C’est un récit, marqué par la présence de plusieurs éléments énonciatifs qui font la richesse du discours romanesque. Parmi ces éléments discursifs, on peut citer :
 La présence de formule d’ouverture « du conte pulaar » qui nous plonge dans la tradition africaine pulaar, l’encrage aux valeurs africaines.

 Une polyphonie narrative, marquée par la présence de plusieurs voix (celle de Mme THIAM, une surveillante générale au lycée qui considère Boulba comme son propre fils ; de Boulba, élève en classe de terminale, président du foyer et personnage principal du récit ; de Monsieur DIOP, le proviseur du lycée ; de Kiné, de Saly, de Salma, la grand-mère à Madina Ndiathbé, de Ndoumbé, de Malal, le père de Boulba, de Ndoukouri le berger ; du Censeur des études du lycée ; de Ben Omar, le directeur de l’agence immobilière, qui se charge de la gestion des biens immobiliers de Boulba…ce qui donne au discours une richesse en énonciation avec plusieurs interactions tantôt sous forme dialoguée, tantôt sous forme de discours libre, tantôt sous forme d’injonction surtout les échanges entre Boulba et sa mère.

 La présence de digressions avec l’histoire des deux princes, un conte raconté par la grand-mère de Boulba.

 Des descriptions permanentes (l’atmosphère du lycée, la voie qui mène à l’agence, le rond-point Pikine, le paysage de son village natal « Aram Soubalo », « Son village natal s’offrait dans une vue panoramique » pour ne citer que cela. »

 Des formes de discours variés, tantôt on note la présence d’interactions (dialogues entre Kiné et Saly, Mme Thiam et Boulba, Ben Omar et Boulba, Salma et Boulba, Ndoumbé et Boulba)…

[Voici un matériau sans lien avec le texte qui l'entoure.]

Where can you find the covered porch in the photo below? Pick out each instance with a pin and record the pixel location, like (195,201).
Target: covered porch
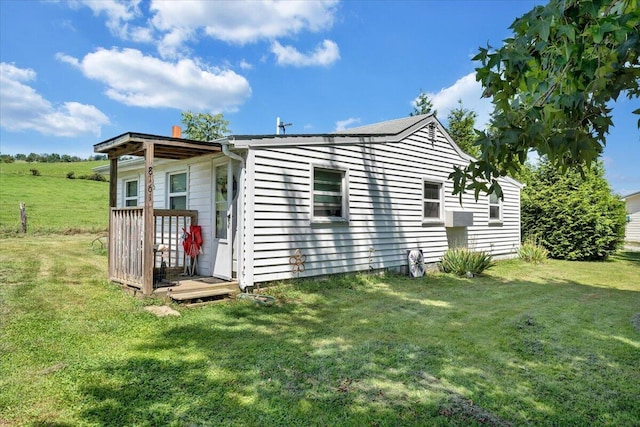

 Présence d’élément énonciatifs : des déictiques personnels qui marquent la présence du locuteur et de son interlocuteur « Dites-moi que je suis bien éveillé…Toi qui ne daignait même pas à accorder le moindre intérêt à tes nombreux admirateurs ; te voilà amoureuse de ce bel inconnu… P 16
« Voilà présentatif pour désigner la personne de Saly.

  • Des déictiques temporels « Depuis quelques jours, elle est soucieuse. » Pour marquer la dureté de l’inquiétude de sa maman que l’auteur nous annonce.
    • La présence de focalisation zéro « Il savait l’attachement de Ndoumbé pour son unique fils.» Ici, l’auteur sait plus que ses propres personnages, il apporte une précision de taille sur la relation maternelle entre Boulba et sa maman.
    • L’implication du narrateur « Farba étudiant lui aussi. Ils avaient fréquenté ensemble l’école élémentaire du village. Aujourd’hui, Farba poursuivait ses études au lycée Baba Ndiongue de Podor. Talla était élancé. Il a abandonné l’école depuis le cycle primaire. », pour revenir sur les relations d’amitié entre Farba et Talla depuis leur enfance.
    • Une forte présence de figures de style :
      Des comparaisons « Une force qui m’attire comme de l’aimant. » page 15 Par-là, Saly donne un poids à son attirance envers le jeune Boulba qui n’a pas cessé de le séduire de par ses actes sur scène.
      Une aiguille rapiéçant infatigablement le tissu familial.
      Elle scrutait son fils du regard.
      Présence d’analepse (des retours en arrière) à l’exemple de l’histoire de son père Malal et ses recommandations.
      Une forte présence des modalités appréciatives marquée par l’emploi des adjectifs qualificatifs
      « Homme taciturne forte personnalité, véridique »
  • Présence de modalités assertives pour informer le lecteur
    « Je me souviens, j’étais en classe de CE2 » p24
    « La route fuyante » Pour mettre l’accent sur l’éloignement de son village de Dakar.
    « L’océan d’obscurité », une exagération pour montrer l’inquiétude de Boulba.

Ce roman du professeur Amadou Hamé NIANG, est un ouvrage qui répond aux normes d’écriture d’une œuvre romanesque, particulièrement celle dite innovante parce qu’elle est marquée par la forte présence d’éléments énonciatifs (des déictiques, des présentatifs, des digressions, des analepses, des descriptions du paysage africain…). De mon point de vue, je trouve que l’auteur s’est substitué au personnage de Boulba, car il maitrise son histoire, sa famille, son village et qu’aucun détail n’est laissé en rade. Une histoire émouvante qui capte l’attention du lecteur et le pousse à s’interroger sur l’encrage aux valeurs africaines.